A hallmark of somatosensory cortical plasticity is that topography dictates patterns of reorganization, with near neighbors in the sensory map prominently involved in the remodeling after peripheral deprivation. The most common type of reorganization is a reactivation of the region deprived of its dominant inputs by other intact inputs that are physically adjacent to the deprived representation. However, this is not, by any means, the rule. The source of the reactivating inputs can vary with different types of injury. Moreover, there appears to be a relatively rigid pecking order that governs which inputs are favored in the competition for the deprived space. The process by which inputs reactivate sensory representations after peripheral denervation is rather like the "if-then" clause used in computer programming. If any of the dominant inputs to a region are spared by the deafferentation procedure, they have preferential access to the deprived zone. If all dominant inputs are completely eliminated, then alternative inputs dominate the reactivation. Even among the alternatives, there seems to be a hierarchy so that some alternates are preferred over others. The evidence for such a pecking order is discussed below.

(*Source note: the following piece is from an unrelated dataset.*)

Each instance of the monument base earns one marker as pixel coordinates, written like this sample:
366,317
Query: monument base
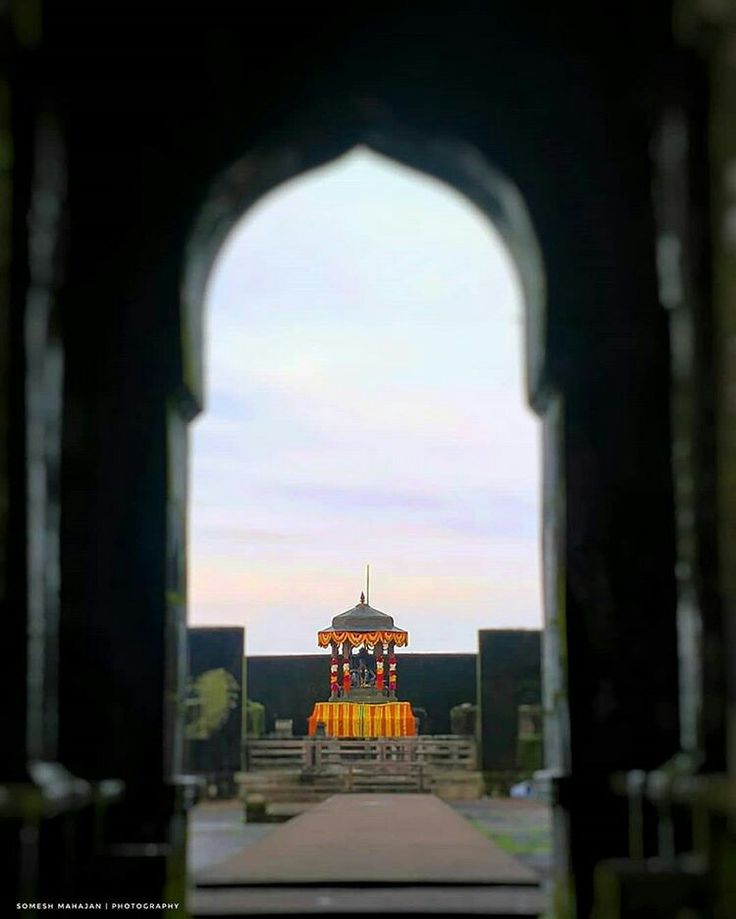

For the most part, experimental protocols for sensory denervation completely eliminate the dominant inputs to a sensory representation. For example, nerve transection produces a robust and verifiable deprivation to a readily delineated region of the sensory epithelium, particularly in the core region of the deprived zone away from borders where the peripheral innervation from other sensory nerves may partially overlap the territory of the transected nerve.3 Amputation is an even better example of an easily demarcated sensory denervation.4 However, in other cases, it can be difficult to completely eliminate all sensory inputs to the targeted portion of the sensory map. This is particularly troublesome in studies that involve transection of the spinal tracts. The optimal strategy dictates that the spinal gray is left intact as much as possible, and thus sensory fibers that course near the gray matter often escape transection. However, these unwanted outcomes from studies of the effects of spinal cord injury have proven to be informative for questions regarding the hierarchy of deprivation-induced takeovers.
The data suggest compellingly that if even a few dominant sensory inputs are spared, their influence is amplified and the skin surface that they innervate takes over the full extent of the deprived territory. Jain et al.5 carefully documented cortical reactivation mediated by remaining inputs. In monkeys that had cervical dorsal column transection, tracers were injected into the skin near the peripheral nerve endings of forelimb sensory nerves to label the central sensory terminations. In normal monkeys, this technique yields patterns of labeling that reflect the precise topography of inputs from the skin of the forelimb.6-8 In monkeys with spinal cord transection, the tracer should be unable to cross the transection site in the dorsal column, and no terminal labeling should be apparent in the dorsal column nuclei, if the transection is complete. Another outcome would be expected if some of the sensory afferents that ascend in the dorsal columns are spared. Axons labeled by the subcutaneous injections would be observed crossing the lesion site in the dorsal spinal cord, and some labeling in the spared afferent terminals would be expected in the dorsal column nuclei. Both indices of spared sensory afferents were described by Jain et al.5 in monkeys that had incomplete dorsal column transection.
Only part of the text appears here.